Haruskah kita khawatir tentang ini? Ya. Kami tidak ingin batu bara dibakar karena dampaknya terhadap iklim. “Jika kita menempatkannya dalam konteks posisi langsung yang kita hadapi, maka kita seharusnya tidak terlalu mengkhawatirkannya,” lanjutnya, “walaupun kita ingin semua bahan bakar fosil turun.”

Meningkatkan tingkat di mana kita beralih ke energi bersih

Strategi yang telah dirancang oleh Komisi Eropa untuk menghentikan penggunaan bahan bakar fosil disebut REPowerEU. Ini memerlukan diversifikasi impor gas fosil sambil juga menekankan pada energi terbarukan dan efisiensi energi.

Brown menyatakan bahwa dorongan untuk transisi ke energi terbarukan di tingkat UE juga telah sampai ke negara-negara yang membentuk UE. Sebagai reaksi terhadap pandemi COVID-19, krisis energi, dan perang Rusia di Ukraina, 19 pemerintah Uni Eropa telah mengintensifkan upaya dekarbonisasi mereka, menurut laporan yang baru saja dirilis oleh Ember.

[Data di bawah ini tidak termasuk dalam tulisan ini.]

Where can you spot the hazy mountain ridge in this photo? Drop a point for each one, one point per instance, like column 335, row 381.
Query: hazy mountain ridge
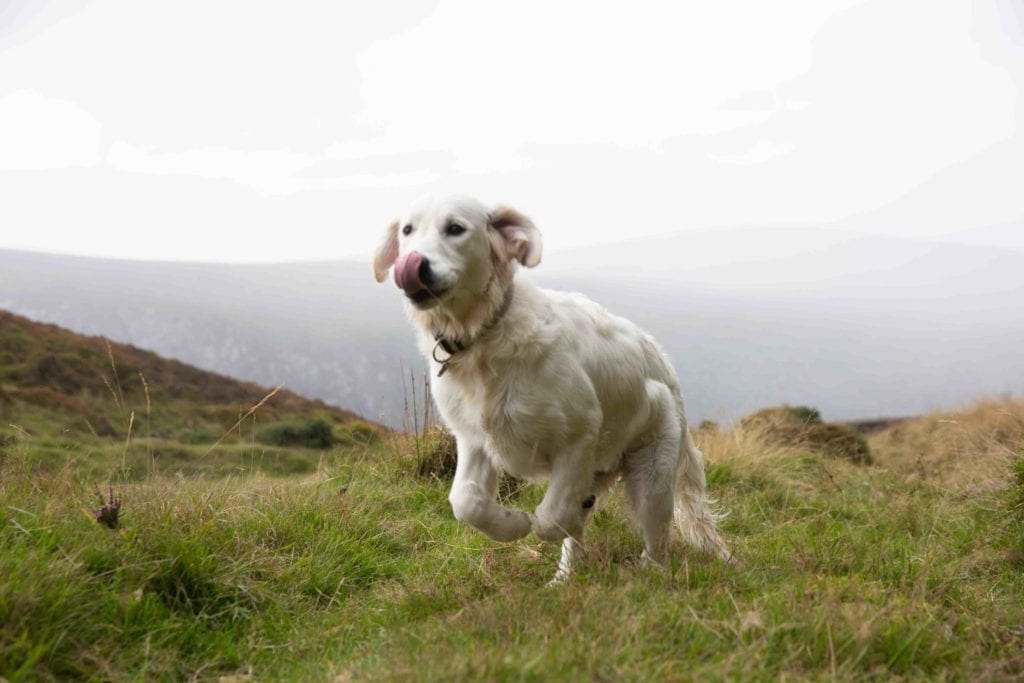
column 858, row 326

Menurut studi terbaru Ember, “krisis saat ini telah bertindak sebagai katalis untuk transisi energi berkelanjutan Eropa yang lebih cepat.” Ini sangat banyak terjadi. Di tengah krisis energi, misalnya, pemerintah yang baru terpilih di Jerman menaikkan target penggunaan sumber energi terbarukan menjadi 80 persen pada tahun 2030.

Brown menyatakan bahwa negara-negara lain di Eropa tengah dan timur, seperti Republik Ceko, juga sedang mempertimbangkan untuk meningkatkan ketergantungan mereka pada batu bara di luar perkiraan semula; namun, negara-negara ini juga sedang menyelidiki opsi transisi energi berkelanjutan.

Dia mencontohkan Republik Ceko, yang telah mempertahankan tanggal penghapusan batu bara secara bertahap pada tahun 2033, berbeda dengan Rumania, yang telah memperpanjang jadwal penghapusan batu bara secara bertahap selama dua tahun. Bahkan Polandia, yang sangat bergantung pada batu bara untuk kebutuhan energinya, sedang mempertimbangkan untuk meningkatkan penggunaan energi terbarukan.

“Bahkan di negara-negara anggota Eropa Timur, kami melihat lebih banyak komitmen terhadap energi terbarukan atau tidak ada pengingkaran kewajiban yang telah dibuat untuk menghapuskan batubara,” kata Brown. “Kami melihat ada peningkatan komitmen terhadap energi terbarukan atau tidak ada pengingkaran pada komitmen yang telah dibuat.”